Lady Catherine kam mit dem Tee herein – kürzlich hatte sie ein Hausmädchen beim Teetrinken ertappt, und aus Sparsamkeitsgründen sperrte sie den Tee seither weg und setzte ihn selber auf. Sie stellte die Kanne ab und bemerkte: »Unserem Chevalier ist die Beschämung, sich zu verlieben, ein Leben lang erspart geblieben?« Sie füllte unsere Tassen und murmelte: »Wenn Männer jemand Neues kennenlernen, fiebern sie vor Illusionen, schwitzen, bekommen einen roten Kopf und werden schwatzhaft, sie schwanken heim und drücken ihre Betten nieder. Am Tag darauf sind sie schwach und dumm!«
Lord X lehnte sich in seinem Sessel zurück und applaudierte. Ausdruckslos hielt sie uns die Zuckerdose hin und wandte sich dann direkt an ihren Mann: »Und kaum haben manche Männer sich erholt, setzen sie alles daran, sich aufs Neue zu verlieben. Sie suchen die romantische Ekstase … als wäre sie ein Elixier, das noch das düsterste Dasein lebenswert machte.«
Er warf ein: »Genau, als ließen sich einer Geige durch Hineinpissen Töne entlocken.« Die unvermutete Vulgarität ließ mich hochfahren. Anstößige Rede verwendete ich in keiner meiner Rollen.
Die Lady bemerkte mein Unbehagen, lächelte ihm zu und ging.

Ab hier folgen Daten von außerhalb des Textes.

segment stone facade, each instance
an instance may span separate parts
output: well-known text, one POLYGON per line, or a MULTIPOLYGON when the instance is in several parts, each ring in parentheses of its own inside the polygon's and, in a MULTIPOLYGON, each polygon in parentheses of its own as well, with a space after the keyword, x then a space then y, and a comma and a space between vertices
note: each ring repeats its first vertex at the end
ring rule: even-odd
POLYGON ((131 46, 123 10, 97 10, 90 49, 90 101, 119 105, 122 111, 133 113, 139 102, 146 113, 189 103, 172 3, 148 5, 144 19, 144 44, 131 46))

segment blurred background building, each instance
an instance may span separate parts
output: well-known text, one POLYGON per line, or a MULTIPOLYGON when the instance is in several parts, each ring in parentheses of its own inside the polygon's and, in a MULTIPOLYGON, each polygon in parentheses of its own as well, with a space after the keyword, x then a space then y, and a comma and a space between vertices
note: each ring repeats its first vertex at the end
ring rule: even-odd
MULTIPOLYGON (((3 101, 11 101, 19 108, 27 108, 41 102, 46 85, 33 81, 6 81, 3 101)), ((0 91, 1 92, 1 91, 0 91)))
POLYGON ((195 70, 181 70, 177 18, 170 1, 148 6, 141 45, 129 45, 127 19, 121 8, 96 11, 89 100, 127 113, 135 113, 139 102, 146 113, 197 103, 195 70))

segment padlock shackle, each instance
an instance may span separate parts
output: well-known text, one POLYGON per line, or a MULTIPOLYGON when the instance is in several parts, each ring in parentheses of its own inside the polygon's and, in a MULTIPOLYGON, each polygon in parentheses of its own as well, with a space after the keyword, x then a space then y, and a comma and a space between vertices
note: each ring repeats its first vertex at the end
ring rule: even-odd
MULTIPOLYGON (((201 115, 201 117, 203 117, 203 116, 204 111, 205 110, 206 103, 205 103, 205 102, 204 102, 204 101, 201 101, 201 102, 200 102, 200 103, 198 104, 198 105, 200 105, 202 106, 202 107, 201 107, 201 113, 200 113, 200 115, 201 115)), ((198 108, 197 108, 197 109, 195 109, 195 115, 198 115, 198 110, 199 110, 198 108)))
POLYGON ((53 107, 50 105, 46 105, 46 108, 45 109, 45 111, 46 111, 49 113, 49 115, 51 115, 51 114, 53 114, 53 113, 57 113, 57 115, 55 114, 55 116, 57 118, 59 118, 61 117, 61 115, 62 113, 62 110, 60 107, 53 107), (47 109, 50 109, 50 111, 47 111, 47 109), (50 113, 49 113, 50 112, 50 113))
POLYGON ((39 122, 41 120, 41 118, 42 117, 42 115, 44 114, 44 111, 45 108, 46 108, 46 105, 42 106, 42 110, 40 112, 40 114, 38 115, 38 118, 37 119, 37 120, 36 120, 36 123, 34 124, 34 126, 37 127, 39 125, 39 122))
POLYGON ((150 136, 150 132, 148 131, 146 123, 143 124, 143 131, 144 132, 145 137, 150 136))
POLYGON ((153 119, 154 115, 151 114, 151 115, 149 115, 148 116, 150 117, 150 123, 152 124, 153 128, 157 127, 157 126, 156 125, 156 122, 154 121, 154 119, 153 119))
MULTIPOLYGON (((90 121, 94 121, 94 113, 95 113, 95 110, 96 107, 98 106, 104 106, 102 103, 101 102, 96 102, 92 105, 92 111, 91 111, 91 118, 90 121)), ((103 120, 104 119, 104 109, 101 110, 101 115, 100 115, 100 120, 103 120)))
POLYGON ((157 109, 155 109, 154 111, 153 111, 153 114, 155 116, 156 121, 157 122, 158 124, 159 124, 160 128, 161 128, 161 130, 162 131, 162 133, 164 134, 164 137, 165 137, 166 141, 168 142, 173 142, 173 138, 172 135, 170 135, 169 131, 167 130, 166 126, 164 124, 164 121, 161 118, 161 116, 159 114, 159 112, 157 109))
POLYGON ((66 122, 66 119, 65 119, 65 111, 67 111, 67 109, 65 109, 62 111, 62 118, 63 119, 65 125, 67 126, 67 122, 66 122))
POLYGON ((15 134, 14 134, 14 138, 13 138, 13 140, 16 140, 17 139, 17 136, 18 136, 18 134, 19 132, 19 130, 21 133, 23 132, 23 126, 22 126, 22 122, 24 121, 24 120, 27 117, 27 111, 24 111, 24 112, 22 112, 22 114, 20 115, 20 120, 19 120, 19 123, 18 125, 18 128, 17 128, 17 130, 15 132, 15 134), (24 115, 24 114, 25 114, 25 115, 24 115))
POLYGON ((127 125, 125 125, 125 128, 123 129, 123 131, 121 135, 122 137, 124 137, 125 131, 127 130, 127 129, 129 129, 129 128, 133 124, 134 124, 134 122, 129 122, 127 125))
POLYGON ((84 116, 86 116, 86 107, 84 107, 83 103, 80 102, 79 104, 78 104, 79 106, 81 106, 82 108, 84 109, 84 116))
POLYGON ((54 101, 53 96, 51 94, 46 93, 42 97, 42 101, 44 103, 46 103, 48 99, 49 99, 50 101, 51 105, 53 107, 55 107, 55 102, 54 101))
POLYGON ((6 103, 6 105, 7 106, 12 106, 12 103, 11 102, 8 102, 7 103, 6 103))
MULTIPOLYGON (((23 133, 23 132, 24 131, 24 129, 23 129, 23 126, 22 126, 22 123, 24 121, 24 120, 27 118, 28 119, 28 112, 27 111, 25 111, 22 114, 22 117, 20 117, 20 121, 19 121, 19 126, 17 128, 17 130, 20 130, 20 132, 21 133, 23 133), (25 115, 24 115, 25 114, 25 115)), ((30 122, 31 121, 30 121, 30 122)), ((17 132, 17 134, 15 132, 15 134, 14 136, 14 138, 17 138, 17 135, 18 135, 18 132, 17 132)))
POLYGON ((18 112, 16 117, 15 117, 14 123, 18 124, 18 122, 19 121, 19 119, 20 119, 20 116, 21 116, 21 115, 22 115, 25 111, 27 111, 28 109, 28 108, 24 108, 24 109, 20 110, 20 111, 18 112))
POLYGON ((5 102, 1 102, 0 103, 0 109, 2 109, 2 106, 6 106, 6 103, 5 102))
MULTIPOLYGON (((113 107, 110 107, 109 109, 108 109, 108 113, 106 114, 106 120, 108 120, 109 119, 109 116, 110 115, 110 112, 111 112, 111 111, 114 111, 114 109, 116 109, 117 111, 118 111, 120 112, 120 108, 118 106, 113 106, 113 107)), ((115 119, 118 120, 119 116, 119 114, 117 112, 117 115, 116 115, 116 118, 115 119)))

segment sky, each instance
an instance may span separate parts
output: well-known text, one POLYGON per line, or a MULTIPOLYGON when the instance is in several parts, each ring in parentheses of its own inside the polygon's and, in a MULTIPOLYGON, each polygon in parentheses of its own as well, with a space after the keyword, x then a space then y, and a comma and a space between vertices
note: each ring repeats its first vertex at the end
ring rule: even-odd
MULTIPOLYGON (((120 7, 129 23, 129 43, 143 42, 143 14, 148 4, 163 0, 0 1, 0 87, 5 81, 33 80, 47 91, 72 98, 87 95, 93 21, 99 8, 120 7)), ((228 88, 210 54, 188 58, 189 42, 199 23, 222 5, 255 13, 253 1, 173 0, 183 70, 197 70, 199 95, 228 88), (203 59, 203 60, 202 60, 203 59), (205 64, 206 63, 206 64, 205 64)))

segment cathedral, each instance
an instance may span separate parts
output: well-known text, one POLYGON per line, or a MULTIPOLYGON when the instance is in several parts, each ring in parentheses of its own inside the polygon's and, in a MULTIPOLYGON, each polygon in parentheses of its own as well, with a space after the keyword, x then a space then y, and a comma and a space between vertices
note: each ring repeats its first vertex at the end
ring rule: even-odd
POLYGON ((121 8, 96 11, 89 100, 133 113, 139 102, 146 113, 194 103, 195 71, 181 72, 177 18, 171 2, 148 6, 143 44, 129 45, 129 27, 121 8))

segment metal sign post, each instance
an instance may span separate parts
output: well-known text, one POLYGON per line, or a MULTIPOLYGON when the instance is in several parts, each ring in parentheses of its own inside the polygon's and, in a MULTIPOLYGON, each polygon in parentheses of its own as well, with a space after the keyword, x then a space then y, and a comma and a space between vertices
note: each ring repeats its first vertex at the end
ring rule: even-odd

Lord X ahnte nichts von meiner leichtfertigen Ader, dass ich ein vollendeter Tänzer war und mich gehen lassen konnte, nach Bedarf meine Röcke lüpfte oder eine Zigarre rauchte, und dass mein Auftreten wie auch mein augenscheinlicher Wohlstand gelegentlich die Frage einer Heirat aufs Tapet brachte, mittels deren sich eine Freundschaft untermauern oder politischer Einfluss erwerben ließ. Bei der leisesten Andeutung war ich verschwunden – der Dragonerhauptmann, dessen Geist plötzlich Panik erfüllte und der wie ein Kaninchen Haken schlug, für gewöhnlich in Richtung von Lord X, bei dem ich auch ohne Brechwurztonikum Ruhe fand. Und Lord X ahnte auch nicht, dass ich am Spätvormittag, wenn Lady Catherine und er ihren täglichen Spaziergang oder Ausritt machten und die Dienstboten ihren jeweiligen Verpflichtungen nachgingen, manchmal an ihrem kleinen Sekretär Platz nahm. Dort öffnete ich ein spezielles Mäppchen mit Post, die James für mich sammelte, und versetzte mich in die Gemütsverfassung, die es brauchte, um die Schreiben meiner Brieffreundinnen zu beantworten, die mich zumeist als Demoiselle in Sankt Petersburg kennengelernt hatten. Ich benutzte Catherines Tinte und ihre Federkiele, stellte mir vor, ich trüge einen ihrer schlichten Gärtnerkittel, die beengte Brust und die Taille wie Hände, die mich ohne Druck umfingen, und den anregenden Wirbel der Röcke. Sie hatte mehr Esprit als ihr Mann.
Falls Sie sich gewundert haben: Lord X hat mich um Anonymität gebeten. Morande aalt sich in seinem schlechten Ruf und ist stets von Nachruhm ausgegangen; sein Name muss genannt werden. Ich muss meine Aufmerksamkeit wieder ihm zuwenden.